Edi Rama, the Albanian Prime Minister, reiterated on Wednesday that his country will not change its approach vis-à-vis the Iranian opposition group, the People’s Mojahedin Organization of Iran (PMOI, Mujahedin-e Khalq or MEK).
Prime Minister Rama made the announcement at a joint press conference with Jens Stoltenberg, the Secretary General of the North Atlantic Treaty Organization (NATO) in Brussels on January 29.
Prime Minister Rama Also referred to the recent expulsion of two of the Iranian regime’s so-called “diplomats”, de-facto terrorists, for “activity incompatible with their diplomatic status” – a phrase that has previously been used in cases of spying. These terrorists were identified as Mohammad Ali Arz Peimanemati and Seyed Ahmad Hosseini Alast. Albania had also expelled the regime’s ambassador Gholamhossein Mohammad Nia and Mostafa Roudaki, a member of the Ministry of Intelligence of the regime in December 2018.

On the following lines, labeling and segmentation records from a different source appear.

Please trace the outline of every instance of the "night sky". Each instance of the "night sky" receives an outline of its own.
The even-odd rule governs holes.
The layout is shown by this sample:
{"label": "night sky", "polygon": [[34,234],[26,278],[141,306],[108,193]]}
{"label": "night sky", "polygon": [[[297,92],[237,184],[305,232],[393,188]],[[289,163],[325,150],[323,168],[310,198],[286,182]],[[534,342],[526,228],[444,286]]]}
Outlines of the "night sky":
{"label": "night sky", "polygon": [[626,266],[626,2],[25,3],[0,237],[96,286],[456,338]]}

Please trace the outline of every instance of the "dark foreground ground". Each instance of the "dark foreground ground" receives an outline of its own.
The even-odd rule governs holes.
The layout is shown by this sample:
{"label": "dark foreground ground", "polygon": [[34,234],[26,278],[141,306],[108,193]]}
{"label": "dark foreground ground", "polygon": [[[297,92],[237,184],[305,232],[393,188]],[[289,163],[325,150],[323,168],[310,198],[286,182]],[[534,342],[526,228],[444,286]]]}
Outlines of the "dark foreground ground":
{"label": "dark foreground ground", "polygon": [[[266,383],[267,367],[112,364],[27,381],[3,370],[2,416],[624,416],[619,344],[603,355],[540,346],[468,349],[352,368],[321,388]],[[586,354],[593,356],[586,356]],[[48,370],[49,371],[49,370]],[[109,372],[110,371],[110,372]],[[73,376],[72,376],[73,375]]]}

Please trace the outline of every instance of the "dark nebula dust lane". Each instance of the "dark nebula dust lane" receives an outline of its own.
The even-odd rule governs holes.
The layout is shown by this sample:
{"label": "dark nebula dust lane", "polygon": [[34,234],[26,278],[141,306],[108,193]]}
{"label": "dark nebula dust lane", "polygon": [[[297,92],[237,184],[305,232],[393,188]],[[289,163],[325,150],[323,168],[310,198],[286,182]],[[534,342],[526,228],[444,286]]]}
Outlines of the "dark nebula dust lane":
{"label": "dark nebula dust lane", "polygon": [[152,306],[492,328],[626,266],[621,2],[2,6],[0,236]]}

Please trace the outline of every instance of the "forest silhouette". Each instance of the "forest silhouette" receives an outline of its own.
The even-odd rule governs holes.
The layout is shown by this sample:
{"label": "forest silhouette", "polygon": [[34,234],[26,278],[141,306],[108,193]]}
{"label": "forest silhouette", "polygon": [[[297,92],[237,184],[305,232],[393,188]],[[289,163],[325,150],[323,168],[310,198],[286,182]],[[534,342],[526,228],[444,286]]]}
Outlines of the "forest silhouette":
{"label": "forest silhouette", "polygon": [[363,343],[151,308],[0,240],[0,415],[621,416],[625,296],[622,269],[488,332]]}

#Albania Closes #Iran Regime Espionage, #Terrorism Training Center, the Saadi Foundation(SCF), After Expelling Two Tehran Diplomat-Terrorists https://t.co/5SCeUmZ7H7#ExpelIranDiplomatTerrorists#IRGCTerrorists #FreeIran — NCRI-FAC (@iran_policy) January 26, 2020
“Albania has accepted to give shelter to several thousands of people, life of whom has been threatened by the regime of Tehran. It is part of what we are, of our tradition. We have done also this thing as a humanitarian operation. We will not change our tradition and approach towards these people. As for the wrongdoing activities in Albania, we have expelled the diplomats and other people that are outside the regular activity of diplomatic part,” said Prime Minster Rama.
Albania accepted to host around 3,000 members of the MEK. Prior to their relocation to Albania, the MEK members were in Camp Liberty, Iraq, where they were repeatedly attacked by the Iranian regime and suffered an inhumane medical siege. Before being relocated to Camp Liberty, the MEK members were at their 30-year home, Camp Ashraf. Yet, in 2009, when the United States withdrew its forces from Iraq, it handed MEK’s security to the Iraqi government, led by Prime Minister Nouri-al Maliki, an agent of the Iranian regime. Maliki immediately imposed a medical blockade on Ashraf and attacked the MEK members several times, despite the fact that they had protected person status under the 4th Geneva Convention. Maliki forced the MEK members to be relocated to Camp Liberty, a much smaller camp where they could be easily targeted with missiles. The regime’s plan was to either massacre all the MEK members in Iraq or force them to succumb, via imposing harsh living conditions on them, to the ruling theocracy in Iran. Yet, this plan failed due to the MEK members’ steadfastness and an international campaign led by Mrs. Maryam Rajavi, the president-elect of the National Council of resistance of Iran and the help of renowned personalities; and, of course, Albania’s leading role in accepting the MEK members.